# My Paper is My Life



## SeaBreeze (Mar 2, 2015)

Kitty doesn't ask for much to make him happy, just a piece of paper or two.


----------



## Debby (Mar 2, 2015)

Ever since Ziggy came into our lives, I've realized how strange cats can be!  Delightful.....but strange.  Thanks for the confirmation of that SeaBreeze.


----------



## SeaBreeze (Mar 2, 2015)

They're a constant source of amusement, aren't they?  This is my guy when he was younger.  That stuffed cat was way on top of a high bookcase in the house, so he never got used to it.  One day I put it down in the den to see his reaction, it was hilarious to watch him.  First take sent him right out of the room, to curiously watch from the hallway.  Had to take out my camera and get a few shots. :love_heart: 


Who invited him??


----------



## SifuPhil (Mar 5, 2015)

LOL - our apartment is filled with rolled-up pieces of paper and balled-up aluminum foil - our big guy gets bored with them after 24 hours, so we have to make new ones. 

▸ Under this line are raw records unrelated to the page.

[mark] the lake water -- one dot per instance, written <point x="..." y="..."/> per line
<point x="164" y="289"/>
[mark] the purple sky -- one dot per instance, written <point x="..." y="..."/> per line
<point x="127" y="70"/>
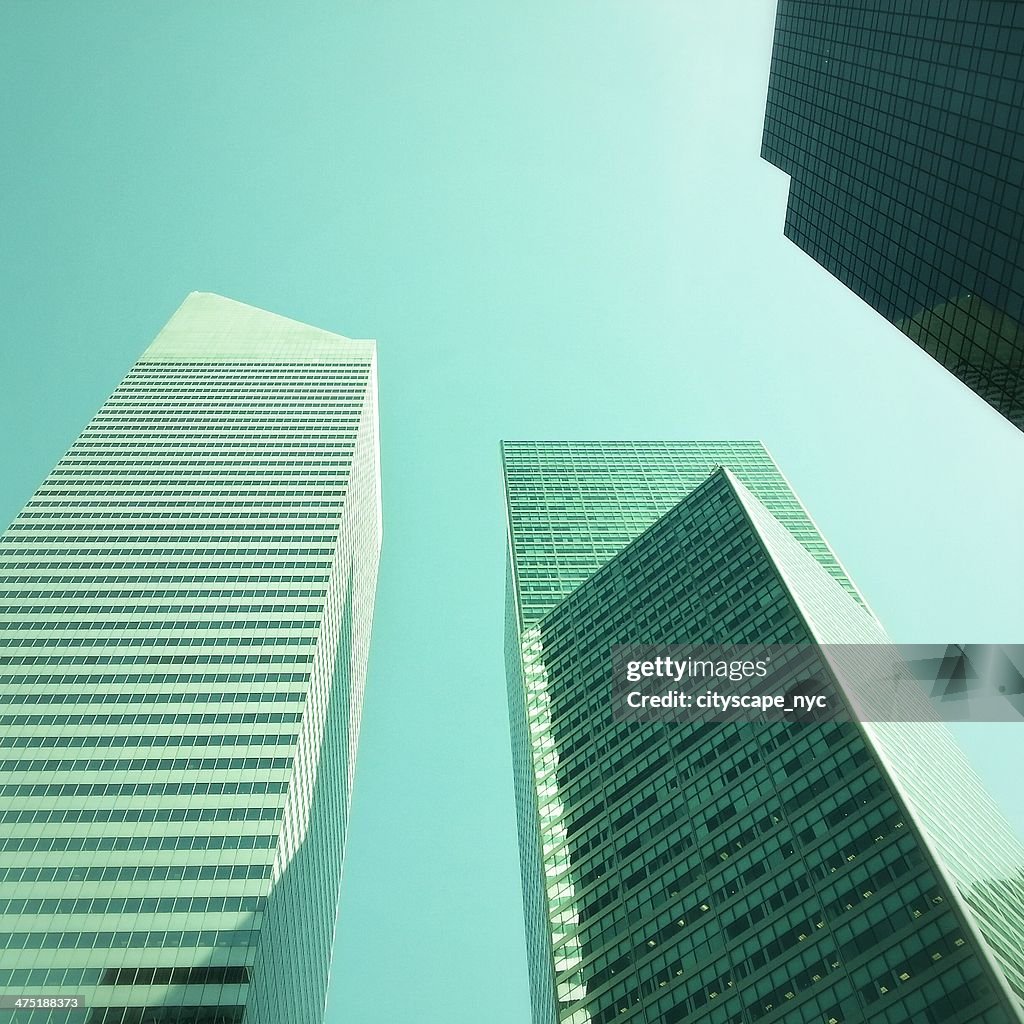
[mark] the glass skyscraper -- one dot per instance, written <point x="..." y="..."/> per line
<point x="185" y="607"/>
<point x="900" y="124"/>
<point x="834" y="872"/>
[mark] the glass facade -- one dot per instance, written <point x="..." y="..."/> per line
<point x="729" y="872"/>
<point x="900" y="126"/>
<point x="184" y="617"/>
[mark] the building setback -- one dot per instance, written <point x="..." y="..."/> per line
<point x="728" y="872"/>
<point x="901" y="127"/>
<point x="184" y="616"/>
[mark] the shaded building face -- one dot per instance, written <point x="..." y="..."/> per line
<point x="731" y="871"/>
<point x="184" y="613"/>
<point x="900" y="126"/>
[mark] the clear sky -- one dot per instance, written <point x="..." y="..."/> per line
<point x="554" y="219"/>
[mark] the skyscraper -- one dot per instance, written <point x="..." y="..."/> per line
<point x="834" y="872"/>
<point x="184" y="610"/>
<point x="901" y="127"/>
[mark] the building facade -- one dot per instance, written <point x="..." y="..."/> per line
<point x="184" y="610"/>
<point x="900" y="125"/>
<point x="834" y="872"/>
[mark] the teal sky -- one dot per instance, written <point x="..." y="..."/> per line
<point x="554" y="219"/>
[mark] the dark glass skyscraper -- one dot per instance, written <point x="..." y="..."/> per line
<point x="729" y="872"/>
<point x="900" y="124"/>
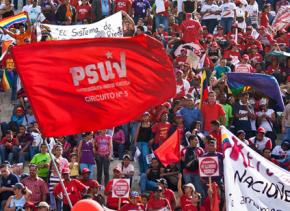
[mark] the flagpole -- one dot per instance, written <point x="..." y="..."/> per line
<point x="58" y="173"/>
<point x="210" y="188"/>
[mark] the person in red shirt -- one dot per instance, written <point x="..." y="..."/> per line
<point x="212" y="111"/>
<point x="167" y="193"/>
<point x="84" y="11"/>
<point x="7" y="144"/>
<point x="186" y="195"/>
<point x="216" y="133"/>
<point x="91" y="183"/>
<point x="160" y="130"/>
<point x="191" y="30"/>
<point x="254" y="55"/>
<point x="264" y="19"/>
<point x="123" y="5"/>
<point x="74" y="189"/>
<point x="113" y="203"/>
<point x="134" y="203"/>
<point x="158" y="201"/>
<point x="244" y="66"/>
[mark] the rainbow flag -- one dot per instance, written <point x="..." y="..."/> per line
<point x="7" y="22"/>
<point x="7" y="80"/>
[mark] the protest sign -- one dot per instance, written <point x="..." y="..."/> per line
<point x="108" y="27"/>
<point x="121" y="188"/>
<point x="208" y="166"/>
<point x="251" y="181"/>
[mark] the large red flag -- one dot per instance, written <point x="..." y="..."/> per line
<point x="89" y="84"/>
<point x="169" y="151"/>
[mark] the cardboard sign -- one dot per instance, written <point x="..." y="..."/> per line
<point x="121" y="188"/>
<point x="208" y="166"/>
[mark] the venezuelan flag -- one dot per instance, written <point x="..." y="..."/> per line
<point x="203" y="88"/>
<point x="7" y="80"/>
<point x="7" y="22"/>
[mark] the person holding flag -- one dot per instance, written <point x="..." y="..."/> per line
<point x="24" y="36"/>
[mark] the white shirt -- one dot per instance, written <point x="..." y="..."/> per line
<point x="280" y="152"/>
<point x="212" y="8"/>
<point x="265" y="123"/>
<point x="126" y="170"/>
<point x="33" y="13"/>
<point x="228" y="10"/>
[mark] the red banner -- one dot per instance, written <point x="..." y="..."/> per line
<point x="83" y="85"/>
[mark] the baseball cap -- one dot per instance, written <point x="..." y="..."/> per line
<point x="134" y="194"/>
<point x="86" y="170"/>
<point x="241" y="132"/>
<point x="43" y="204"/>
<point x="261" y="130"/>
<point x="190" y="185"/>
<point x="19" y="109"/>
<point x="86" y="134"/>
<point x="95" y="184"/>
<point x="117" y="168"/>
<point x="246" y="56"/>
<point x="19" y="186"/>
<point x="127" y="156"/>
<point x="65" y="171"/>
<point x="162" y="181"/>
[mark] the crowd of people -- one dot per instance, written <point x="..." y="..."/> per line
<point x="230" y="37"/>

It is our destiny in life.


----------



## SeaBreeze (Mar 5, 2015)

Mine likes to steal pens and pencils, we'll find lots of them under the refrigerator, stove, wall unit, etc.  He plays with these things, including his numerous mousies, and balls up any and every throw rug in the house.  Many times we can't close the bathroom door, until we straighten out the bath rug.  I tried the paper and foil balled up at first, but he has no interest, only wants things he's not supposed to have.


----------



## SifuPhil (Mar 6, 2015)

Throw rugs LOL - SnagglePuss crawls under the one in front of my recliner and waits for me to shove a plastic stick under there, then he goes crazy "fighting" it. He'd stay there all day if I had the patience. 

Cats are weird - that's why I like them so much.


----------



## SeaBreeze (Mar 6, 2015)

Funny Phil!  I use the handle of my fly swatter to get all the things out from under the appliances, and he's more interested in biting and playing with that than all the little 'toys' I'm pushing out for him.


----------



## NancyNGA (Mar 6, 2015)

My cat got tired of Da Bird after a couple of weeks.    Now if I bring it out she is more intriqued by this little tiny knot in the string than the actual bird.  
I can't get the knot out, but if I did I think she would just ignore the whole thing. :shrug:


----------



## oldman (Apr 3, 2015)

What is it with cats and paper? Every cat we ever owned loved to walk or be on paper. My wife used to sit on the floor in the great room and read the paper. It wasn't long before the cat would come over and just plop down in the middle of the paper. Another cat we had, used to like to get on top of my desk and knock all the paper off onto the floor. He never stopped until every piece was off the desk, so I had to make sure to close the door to my office.


----------



## Ameriscot (Apr 3, 2015)

A very long time ago I had two cats - one was two years older than the other, and they provided hours of entertainment.  The young one was a total brat and would chase the big one around or swat at her tail.  She was timid and usually wouldn't fight back, but sometimes she'd get fed up and turn around and hiss at him, scaring him so much he'd just fly across the room.


----------